Adaptimmune Therapeutics on Wednesday revealed primary findings from a pivotal Phase II study demonstrating that its investigational TCR T cell therapy lete-cel elicited high rates of treatment response in patients with advanced or metastatic synovial sarcoma or myxoid/round cell liposarcoma.
The results of the IGNYTE-ESO study, to be presented during the 2024 Annual Meeting of the Connective Tissue Oncology Society in San Diego, showed that of the 64 treated patients, 42% responded to lete-cel, including six who achieved complete response and 21 who reached partial response. Median duration of response was 12.2 months overall, 18.3 months in synovial sarcoma and 12.2 months in myxoid/round cell liposarcoma (MRCLS).
Progression-free survival at the time of the analysis was 5.3 months in the overall evaluable study sample, according to Adaptimmune’s announcement.
As for safety, lete-cel’s adverse events were consistent with what had been established in prior studies and were manageable overall. Common side effects included rashes, cytopenia and cytokine release syndrome.

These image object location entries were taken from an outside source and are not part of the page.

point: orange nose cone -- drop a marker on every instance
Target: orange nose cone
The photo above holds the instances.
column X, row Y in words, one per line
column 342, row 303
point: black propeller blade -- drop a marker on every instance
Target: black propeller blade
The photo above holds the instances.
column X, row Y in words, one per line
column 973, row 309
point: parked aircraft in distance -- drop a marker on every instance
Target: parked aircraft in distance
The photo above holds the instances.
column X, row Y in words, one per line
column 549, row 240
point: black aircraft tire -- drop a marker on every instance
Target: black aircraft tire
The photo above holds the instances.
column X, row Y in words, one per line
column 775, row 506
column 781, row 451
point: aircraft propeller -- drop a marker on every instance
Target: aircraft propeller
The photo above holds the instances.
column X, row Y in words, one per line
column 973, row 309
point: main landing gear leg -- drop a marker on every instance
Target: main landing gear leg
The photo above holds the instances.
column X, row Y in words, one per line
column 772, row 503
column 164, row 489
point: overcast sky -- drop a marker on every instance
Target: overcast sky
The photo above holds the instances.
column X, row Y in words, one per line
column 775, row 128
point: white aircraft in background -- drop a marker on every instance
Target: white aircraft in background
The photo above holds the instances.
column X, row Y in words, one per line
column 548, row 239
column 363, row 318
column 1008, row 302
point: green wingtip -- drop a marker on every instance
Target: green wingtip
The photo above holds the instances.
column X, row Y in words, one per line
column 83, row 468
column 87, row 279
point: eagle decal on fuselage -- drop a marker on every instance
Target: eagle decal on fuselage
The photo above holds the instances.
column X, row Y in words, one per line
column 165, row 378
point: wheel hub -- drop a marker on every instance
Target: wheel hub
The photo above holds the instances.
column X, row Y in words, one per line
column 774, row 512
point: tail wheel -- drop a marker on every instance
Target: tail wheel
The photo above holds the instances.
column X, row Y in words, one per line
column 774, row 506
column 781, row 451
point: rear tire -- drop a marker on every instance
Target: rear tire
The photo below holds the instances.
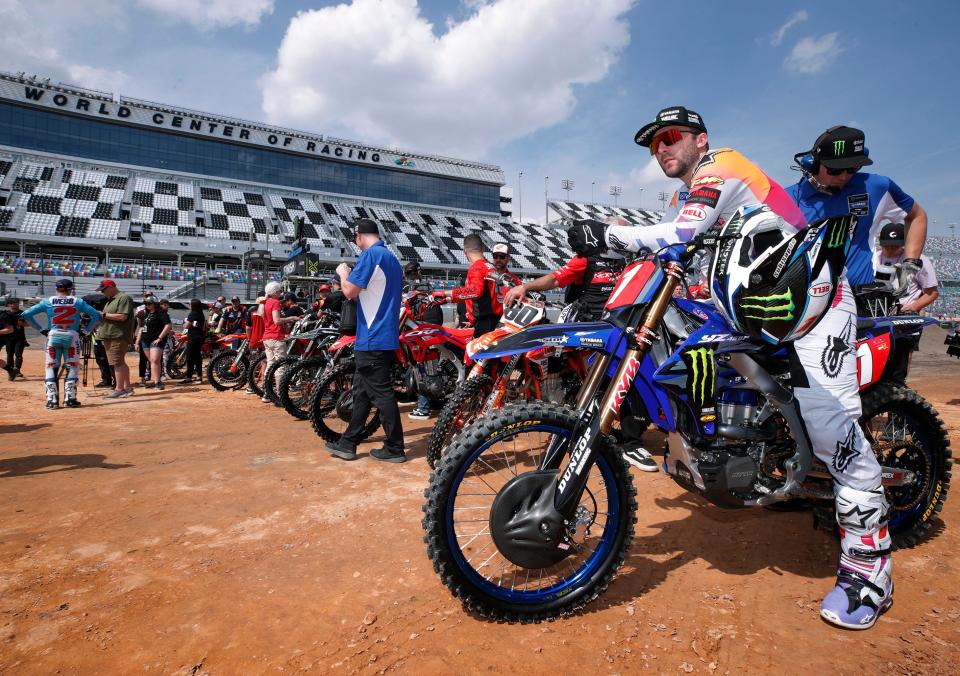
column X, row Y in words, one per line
column 221, row 373
column 297, row 385
column 256, row 372
column 330, row 407
column 907, row 432
column 462, row 409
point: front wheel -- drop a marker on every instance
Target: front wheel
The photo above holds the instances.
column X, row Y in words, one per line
column 226, row 372
column 476, row 484
column 331, row 405
column 298, row 383
column 461, row 410
column 907, row 433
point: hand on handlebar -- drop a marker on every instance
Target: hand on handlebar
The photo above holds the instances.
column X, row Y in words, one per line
column 514, row 295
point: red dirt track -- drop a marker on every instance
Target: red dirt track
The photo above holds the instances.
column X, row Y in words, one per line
column 190, row 531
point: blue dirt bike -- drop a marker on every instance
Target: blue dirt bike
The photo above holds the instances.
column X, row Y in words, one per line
column 532, row 509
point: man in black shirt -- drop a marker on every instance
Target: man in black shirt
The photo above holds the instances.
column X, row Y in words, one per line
column 12, row 335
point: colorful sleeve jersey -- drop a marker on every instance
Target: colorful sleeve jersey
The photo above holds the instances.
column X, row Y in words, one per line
column 874, row 199
column 476, row 292
column 723, row 182
column 64, row 313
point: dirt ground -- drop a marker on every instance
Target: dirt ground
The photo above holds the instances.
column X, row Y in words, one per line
column 190, row 531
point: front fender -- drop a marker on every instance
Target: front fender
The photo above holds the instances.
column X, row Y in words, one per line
column 600, row 336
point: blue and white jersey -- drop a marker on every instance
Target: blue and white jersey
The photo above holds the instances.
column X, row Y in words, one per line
column 379, row 275
column 64, row 313
column 874, row 199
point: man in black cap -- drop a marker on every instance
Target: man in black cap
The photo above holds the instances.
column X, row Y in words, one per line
column 833, row 185
column 924, row 288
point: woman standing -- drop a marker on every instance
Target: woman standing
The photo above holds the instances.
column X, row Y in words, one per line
column 196, row 326
column 156, row 328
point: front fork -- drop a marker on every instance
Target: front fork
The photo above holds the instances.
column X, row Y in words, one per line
column 597, row 419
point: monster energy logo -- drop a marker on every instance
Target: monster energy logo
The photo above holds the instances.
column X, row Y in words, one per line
column 773, row 307
column 836, row 236
column 704, row 376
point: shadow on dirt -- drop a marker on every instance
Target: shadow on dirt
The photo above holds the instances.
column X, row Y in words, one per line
column 32, row 465
column 17, row 429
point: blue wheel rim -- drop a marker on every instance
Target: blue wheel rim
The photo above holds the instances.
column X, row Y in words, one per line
column 586, row 569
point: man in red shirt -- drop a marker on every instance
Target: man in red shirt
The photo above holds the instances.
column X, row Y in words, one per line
column 478, row 292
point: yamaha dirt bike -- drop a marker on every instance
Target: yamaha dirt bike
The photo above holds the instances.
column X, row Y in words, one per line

The biotech in its press release called lete-cel’s benefit-to-risk profile “acceptable.”
“These data underscore lete-cel’s potential to transform the lives of people with these cancers who have a poor prognosis and few treatment options,” CMO Elliot Norry said in the announcement.
With these pivotal findings, Adaptimmune will initiate a rolling Biologics License Application by the end of 2025, seeking approval for lete-cel in synovial sarcoma or MRCLS.
To help support this regulatory effort—and the commercialization of lete-cel, if approved—the biotech on Thursday also announced a sweeping reprioritization initiative that will include downsizing its workforce by 33% to reduce total operating expenses by 25% in the first year of implementation.
Overall, the cost-cutting campaign will help Adaptimmune generate around $300 million in aggregate savings from 2025 to 2028, excluding one-time costs. With these savings, Adaptimmune will be able to prioritize its R&D programs “with highest potential for return on invested capital and transformational benefit to patients,” according to its announcement.
Alongside the layoffs, the biotech will also terminate enrollment into the Phase II SURPASS-3 study of its other TCR T cell therapy uza-cel for platinum-resistant ovarian cancer.
Adaptimmune gained 7.7% in after-hours trading on Wednesday, jumping to $0.83 from $0.77 at the previous market close.
In August 2024, Adaptimmune won the FDA’s nod for Tecelra (afamitresgene autoleucel) for unresectable or metastatic synovial sarcoma, making it the first approved engineered cell therapy for solid tumors—and the first new treatment for synovialsarcoma in more than a decade. CEO Adrian Rawcliffe said in Wednesday’s business update that Tecelra’s launch has been “encouraging,” with nine authorized treatment centers active and one patient already having been apheresed during the third quarter.
Currently, the company projects peak sales of $400 million Tecelra and lete-cel, pending the latter’s approval.